Madre Rosa Lupoli avrebbe desiderato celebrare l’avvenuta beatificazione nell’atrio degli Incurabili, luogo che ricorda il continuo andirivieni di Maria Longo tra le visite agli ammalati, il lavoro di assistenza alle loro famiglie, cui si aggiungeva quello svolto quasi clandestinamente (perché i luoghi erano preclusi alle donne) per lavare e rammendare gli abiti dei congregati incappucciati che andavano in giro per raccogliere l’elemosina per la gestione dell’ospedale. Il suo impegno non era rivolto solo alle donne, pur essendo queste le maggiori vittime delle malattie veneree diffuse nel ‘500, ma anche a uomini, bambini ed anziani, spesso anche detenuti, di cui Maria Longo si occupò insieme alla confraternita dei Bianchi, nobili che sostenevano i malati e si occupavano dei condannati a morte, portando loro l’ultimo conforto e occupandosi delle vedove e dei figli.
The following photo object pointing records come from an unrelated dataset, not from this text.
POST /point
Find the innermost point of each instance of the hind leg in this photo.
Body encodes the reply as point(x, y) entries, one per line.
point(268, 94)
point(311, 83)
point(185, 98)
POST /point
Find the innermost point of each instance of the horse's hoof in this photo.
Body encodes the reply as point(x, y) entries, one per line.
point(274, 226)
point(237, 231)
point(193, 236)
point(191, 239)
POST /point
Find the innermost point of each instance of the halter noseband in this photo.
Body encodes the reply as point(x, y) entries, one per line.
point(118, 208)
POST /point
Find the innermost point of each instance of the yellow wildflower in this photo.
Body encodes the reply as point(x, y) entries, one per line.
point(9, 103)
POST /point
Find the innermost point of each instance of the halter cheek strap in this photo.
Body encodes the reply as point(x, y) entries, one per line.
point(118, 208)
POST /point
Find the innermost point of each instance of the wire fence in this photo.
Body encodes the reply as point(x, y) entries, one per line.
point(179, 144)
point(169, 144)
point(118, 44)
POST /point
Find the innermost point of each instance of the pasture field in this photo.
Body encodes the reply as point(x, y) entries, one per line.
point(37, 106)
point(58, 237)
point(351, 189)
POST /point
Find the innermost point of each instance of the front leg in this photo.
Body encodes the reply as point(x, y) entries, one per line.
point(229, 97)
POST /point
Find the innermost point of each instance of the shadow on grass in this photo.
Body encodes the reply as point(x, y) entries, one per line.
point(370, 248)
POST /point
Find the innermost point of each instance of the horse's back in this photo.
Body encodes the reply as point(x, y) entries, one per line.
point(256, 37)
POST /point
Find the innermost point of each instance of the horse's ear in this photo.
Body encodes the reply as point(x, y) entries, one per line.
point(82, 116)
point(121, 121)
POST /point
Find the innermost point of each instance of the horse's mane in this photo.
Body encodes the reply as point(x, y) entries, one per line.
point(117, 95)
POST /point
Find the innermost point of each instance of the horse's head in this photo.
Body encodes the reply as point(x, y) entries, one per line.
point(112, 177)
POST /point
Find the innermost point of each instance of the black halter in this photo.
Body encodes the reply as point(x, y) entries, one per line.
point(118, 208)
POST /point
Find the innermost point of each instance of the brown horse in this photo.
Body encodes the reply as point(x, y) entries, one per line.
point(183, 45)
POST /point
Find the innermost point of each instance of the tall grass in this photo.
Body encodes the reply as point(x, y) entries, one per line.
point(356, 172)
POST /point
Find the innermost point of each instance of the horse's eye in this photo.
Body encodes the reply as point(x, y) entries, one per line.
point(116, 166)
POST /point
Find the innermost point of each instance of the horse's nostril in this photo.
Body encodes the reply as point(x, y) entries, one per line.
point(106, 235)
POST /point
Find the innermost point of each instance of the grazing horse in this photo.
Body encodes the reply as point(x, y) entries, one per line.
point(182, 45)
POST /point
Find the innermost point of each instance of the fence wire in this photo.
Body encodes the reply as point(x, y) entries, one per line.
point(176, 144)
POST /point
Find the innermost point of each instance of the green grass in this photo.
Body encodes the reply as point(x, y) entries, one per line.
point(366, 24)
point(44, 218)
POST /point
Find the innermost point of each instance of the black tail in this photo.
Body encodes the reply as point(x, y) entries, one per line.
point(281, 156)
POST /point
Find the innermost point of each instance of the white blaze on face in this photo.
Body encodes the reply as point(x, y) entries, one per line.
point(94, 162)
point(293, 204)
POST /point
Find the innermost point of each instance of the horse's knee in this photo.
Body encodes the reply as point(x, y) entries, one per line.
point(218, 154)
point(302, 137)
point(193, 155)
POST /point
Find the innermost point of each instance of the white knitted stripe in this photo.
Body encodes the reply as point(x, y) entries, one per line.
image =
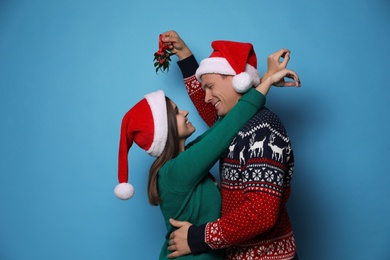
point(214, 65)
point(156, 101)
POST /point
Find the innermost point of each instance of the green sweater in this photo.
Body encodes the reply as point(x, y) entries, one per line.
point(186, 189)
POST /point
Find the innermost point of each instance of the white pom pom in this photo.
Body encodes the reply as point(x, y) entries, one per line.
point(242, 82)
point(124, 191)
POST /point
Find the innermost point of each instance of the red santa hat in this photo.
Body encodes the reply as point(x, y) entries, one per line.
point(146, 124)
point(237, 59)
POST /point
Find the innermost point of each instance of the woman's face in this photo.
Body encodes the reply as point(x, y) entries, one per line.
point(184, 126)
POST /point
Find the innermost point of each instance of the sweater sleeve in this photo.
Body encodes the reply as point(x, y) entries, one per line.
point(263, 181)
point(188, 68)
point(189, 167)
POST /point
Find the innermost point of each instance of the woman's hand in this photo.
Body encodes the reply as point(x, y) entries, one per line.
point(279, 77)
point(176, 45)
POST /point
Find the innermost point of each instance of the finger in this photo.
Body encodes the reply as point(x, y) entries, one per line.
point(286, 59)
point(173, 255)
point(172, 248)
point(176, 223)
point(281, 53)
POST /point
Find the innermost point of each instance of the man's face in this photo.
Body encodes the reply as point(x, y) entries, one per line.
point(220, 92)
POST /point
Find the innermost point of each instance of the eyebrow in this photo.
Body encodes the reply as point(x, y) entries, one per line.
point(208, 85)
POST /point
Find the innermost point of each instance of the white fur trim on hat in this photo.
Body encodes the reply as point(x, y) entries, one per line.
point(124, 191)
point(156, 101)
point(246, 80)
point(241, 82)
point(214, 65)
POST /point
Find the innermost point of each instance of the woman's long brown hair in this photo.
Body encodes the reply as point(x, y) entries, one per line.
point(170, 151)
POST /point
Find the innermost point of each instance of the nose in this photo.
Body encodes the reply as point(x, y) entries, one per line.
point(207, 97)
point(184, 112)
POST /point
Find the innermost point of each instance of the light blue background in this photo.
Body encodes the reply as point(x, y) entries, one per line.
point(69, 70)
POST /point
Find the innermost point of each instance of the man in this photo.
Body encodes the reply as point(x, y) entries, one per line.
point(257, 168)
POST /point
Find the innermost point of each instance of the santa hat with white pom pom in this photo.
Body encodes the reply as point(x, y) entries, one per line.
point(237, 59)
point(146, 124)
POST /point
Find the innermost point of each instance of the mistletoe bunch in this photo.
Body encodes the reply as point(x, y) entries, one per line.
point(162, 57)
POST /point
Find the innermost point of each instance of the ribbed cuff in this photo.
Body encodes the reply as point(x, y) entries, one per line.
point(196, 237)
point(188, 66)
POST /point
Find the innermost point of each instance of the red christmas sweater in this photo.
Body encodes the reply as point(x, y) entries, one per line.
point(255, 175)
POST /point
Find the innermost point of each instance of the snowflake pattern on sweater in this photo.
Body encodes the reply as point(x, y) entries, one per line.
point(255, 175)
point(256, 172)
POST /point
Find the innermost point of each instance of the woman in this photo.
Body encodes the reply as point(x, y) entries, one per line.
point(179, 180)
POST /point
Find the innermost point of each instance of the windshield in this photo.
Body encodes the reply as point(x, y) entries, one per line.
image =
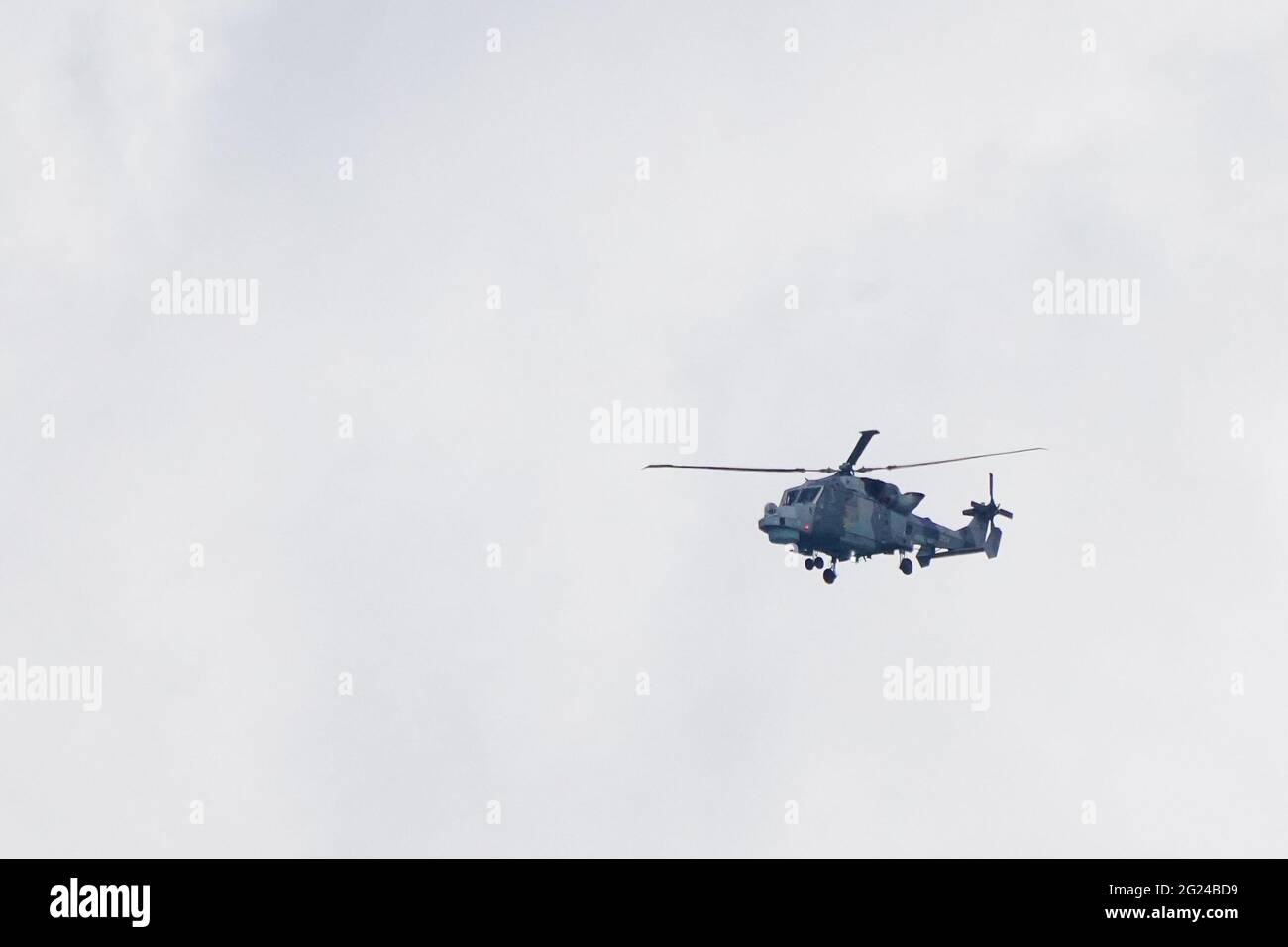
point(802, 496)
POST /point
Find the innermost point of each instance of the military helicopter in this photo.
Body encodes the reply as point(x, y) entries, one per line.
point(848, 517)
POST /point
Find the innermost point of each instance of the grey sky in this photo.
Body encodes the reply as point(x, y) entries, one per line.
point(472, 427)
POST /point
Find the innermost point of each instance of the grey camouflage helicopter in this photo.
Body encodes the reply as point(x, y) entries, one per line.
point(844, 515)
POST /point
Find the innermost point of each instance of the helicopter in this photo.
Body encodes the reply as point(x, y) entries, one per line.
point(850, 517)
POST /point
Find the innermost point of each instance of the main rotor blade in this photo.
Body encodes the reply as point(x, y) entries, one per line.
point(748, 470)
point(858, 449)
point(945, 460)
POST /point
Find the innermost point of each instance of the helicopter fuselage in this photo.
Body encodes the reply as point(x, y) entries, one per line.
point(845, 515)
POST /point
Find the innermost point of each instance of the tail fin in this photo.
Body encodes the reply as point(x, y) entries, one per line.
point(980, 531)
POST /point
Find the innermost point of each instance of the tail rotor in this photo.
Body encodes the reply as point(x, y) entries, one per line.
point(984, 513)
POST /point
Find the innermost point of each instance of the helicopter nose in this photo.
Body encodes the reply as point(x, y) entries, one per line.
point(782, 525)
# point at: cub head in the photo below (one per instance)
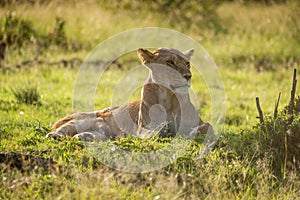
(168, 67)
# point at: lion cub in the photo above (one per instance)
(164, 106)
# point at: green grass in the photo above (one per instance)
(249, 161)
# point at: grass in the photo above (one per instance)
(249, 161)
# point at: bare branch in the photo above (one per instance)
(276, 106)
(261, 115)
(293, 92)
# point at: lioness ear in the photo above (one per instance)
(145, 55)
(189, 53)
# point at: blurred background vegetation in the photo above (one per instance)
(260, 33)
(255, 44)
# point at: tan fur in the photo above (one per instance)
(164, 98)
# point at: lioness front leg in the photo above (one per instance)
(76, 124)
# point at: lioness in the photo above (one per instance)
(164, 101)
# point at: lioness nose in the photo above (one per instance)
(187, 76)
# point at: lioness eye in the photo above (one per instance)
(171, 62)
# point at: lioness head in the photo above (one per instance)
(168, 67)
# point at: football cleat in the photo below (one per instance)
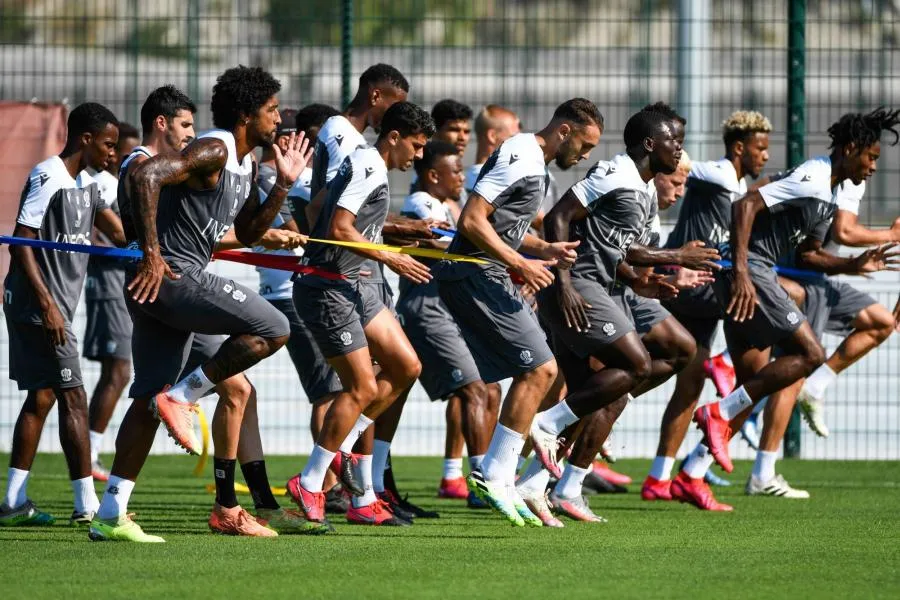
(27, 514)
(312, 504)
(237, 521)
(376, 513)
(716, 433)
(453, 488)
(813, 411)
(496, 496)
(546, 445)
(289, 522)
(120, 529)
(656, 489)
(539, 505)
(696, 492)
(721, 373)
(178, 417)
(575, 508)
(776, 486)
(522, 508)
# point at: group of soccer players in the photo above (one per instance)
(569, 295)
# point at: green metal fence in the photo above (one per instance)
(801, 63)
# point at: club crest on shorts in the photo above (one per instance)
(526, 357)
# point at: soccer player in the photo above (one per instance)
(61, 203)
(107, 336)
(448, 369)
(497, 323)
(349, 323)
(789, 216)
(200, 192)
(705, 215)
(592, 315)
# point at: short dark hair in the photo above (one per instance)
(127, 130)
(580, 111)
(241, 91)
(433, 151)
(449, 110)
(382, 73)
(89, 117)
(407, 119)
(665, 110)
(314, 115)
(641, 125)
(863, 130)
(166, 101)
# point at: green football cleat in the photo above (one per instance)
(121, 529)
(26, 515)
(529, 517)
(496, 496)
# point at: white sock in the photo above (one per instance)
(764, 466)
(533, 479)
(569, 485)
(698, 462)
(500, 461)
(115, 498)
(85, 496)
(380, 454)
(475, 461)
(734, 403)
(313, 475)
(452, 468)
(191, 388)
(555, 419)
(96, 441)
(16, 487)
(362, 423)
(818, 382)
(362, 471)
(661, 468)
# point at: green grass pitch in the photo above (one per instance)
(844, 542)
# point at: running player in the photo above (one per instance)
(350, 324)
(497, 323)
(800, 210)
(201, 191)
(591, 315)
(448, 369)
(61, 203)
(107, 336)
(705, 215)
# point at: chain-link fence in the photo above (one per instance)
(706, 57)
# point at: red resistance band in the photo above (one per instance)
(281, 262)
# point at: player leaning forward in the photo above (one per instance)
(59, 203)
(183, 204)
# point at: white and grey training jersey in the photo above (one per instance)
(513, 181)
(361, 187)
(801, 204)
(705, 212)
(191, 222)
(60, 209)
(106, 275)
(621, 209)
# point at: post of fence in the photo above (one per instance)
(796, 144)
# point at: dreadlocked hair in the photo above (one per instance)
(863, 130)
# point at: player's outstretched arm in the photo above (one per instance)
(201, 159)
(51, 317)
(256, 217)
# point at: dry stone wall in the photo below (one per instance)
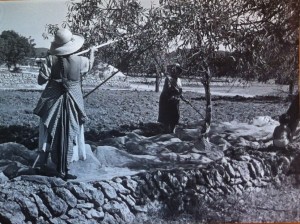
(41, 199)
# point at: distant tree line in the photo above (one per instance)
(14, 49)
(248, 39)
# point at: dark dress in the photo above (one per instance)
(169, 102)
(61, 110)
(293, 112)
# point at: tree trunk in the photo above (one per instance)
(203, 142)
(157, 81)
(208, 107)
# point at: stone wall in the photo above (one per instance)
(40, 199)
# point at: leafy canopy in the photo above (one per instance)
(14, 48)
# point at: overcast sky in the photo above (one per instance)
(29, 17)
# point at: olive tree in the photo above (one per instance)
(125, 21)
(197, 30)
(269, 39)
(14, 48)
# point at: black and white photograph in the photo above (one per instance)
(149, 111)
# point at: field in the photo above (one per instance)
(113, 111)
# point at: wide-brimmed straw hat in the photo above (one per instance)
(65, 42)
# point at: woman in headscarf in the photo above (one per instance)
(61, 107)
(169, 113)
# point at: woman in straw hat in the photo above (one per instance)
(60, 107)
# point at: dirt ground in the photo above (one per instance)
(111, 110)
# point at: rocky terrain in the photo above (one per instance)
(183, 183)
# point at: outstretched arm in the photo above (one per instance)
(92, 57)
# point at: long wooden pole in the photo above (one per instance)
(299, 72)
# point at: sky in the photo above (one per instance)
(29, 17)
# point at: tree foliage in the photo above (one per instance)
(254, 39)
(14, 48)
(269, 39)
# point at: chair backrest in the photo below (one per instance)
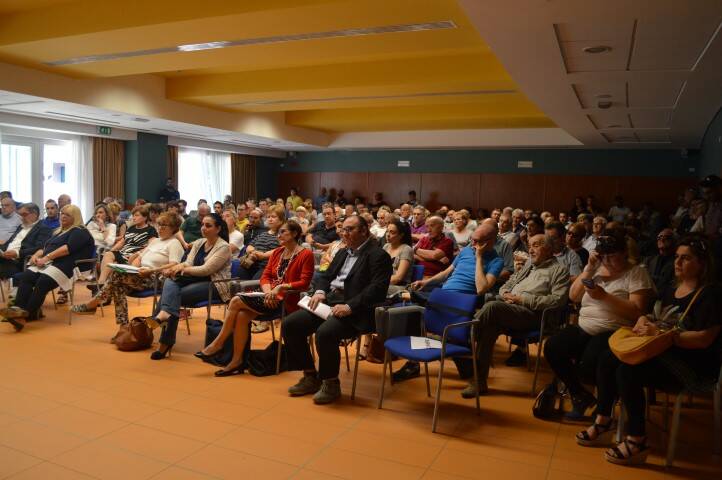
(417, 273)
(235, 268)
(446, 307)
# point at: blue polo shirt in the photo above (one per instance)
(462, 278)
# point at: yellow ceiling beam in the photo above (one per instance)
(491, 112)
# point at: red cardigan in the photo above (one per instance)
(298, 274)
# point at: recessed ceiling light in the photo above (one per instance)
(597, 49)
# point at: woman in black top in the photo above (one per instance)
(51, 267)
(694, 359)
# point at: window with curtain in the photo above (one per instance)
(203, 174)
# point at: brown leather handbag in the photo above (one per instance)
(134, 335)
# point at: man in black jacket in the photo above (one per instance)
(29, 237)
(355, 282)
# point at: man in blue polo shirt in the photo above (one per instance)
(474, 270)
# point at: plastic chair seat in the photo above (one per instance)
(401, 347)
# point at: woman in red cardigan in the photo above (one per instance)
(289, 268)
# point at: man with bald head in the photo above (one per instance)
(542, 283)
(474, 271)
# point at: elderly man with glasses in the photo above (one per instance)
(27, 239)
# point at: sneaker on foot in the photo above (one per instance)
(307, 384)
(516, 359)
(408, 371)
(329, 392)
Gli impegni assunti dalla Regione e il tempestivo coinvolgimento di tutte le istituzioni preposte fanno ben sperare nel restauro del Complesso degli Incurabili, ma occorre vigilare perché la tempistica sia celere e rispettata e soprattutto perché si eviti di scompaginare la sua unitarietà o, peggio, si corra il rischio della chiusura. Tale rischio ha accompagnato la storia del complesso, già all’epoca di Maria Longo, quando si voleva chiuderlo per la peste, ma si è riproposto anche in tempi abbastanza recenti, soprattutto quando fu abbattuta l’ala per dare spazio alla rampa veicolare, ed è tuttora paventabile, anche a fronte della politica sanitaria che tende a chiudere tutti i presidi ospedalieri del centro storico, pur densamente popolato.
Occorre salvare il Complesso degli Incurabili oltre che per il doveroso rispetto per la figura di Maria Longo e per il ruolo da lei svolto, anche per motivi storici e urbanistici: non è possibile scompaginare l’unitarietà del Complesso degli Incurabili che costituisce un elemento fondante della morfologia urbana di Caponapoli, né tanto meno disgiungerne le funzioni senza tradirne il significato profondo.
È un monumento della città e a servizio della città perché la sua valenza storico-artistica discende proprio dalla genesi edificatoria e dalla permanenza delle funzioni, adeguatesi nel tempo alle innovazioni scientifiche e tecnologiche, ma rimaste vincolate alla missione primigenia di assistenza e di misericordia per i bisognosi, indipendentemente dalla condizione socio-economica, come testimonia un’epigrafe posta all’ingresso del chiostro di Santa Maria delle Grazie dove la fondatrice Maria Longo fece scrivere: “Qualsiasi donna/ricca o povera/patrizia o plebea/indigena o straniera/purché incinta bussi/e le sarà aperto.”.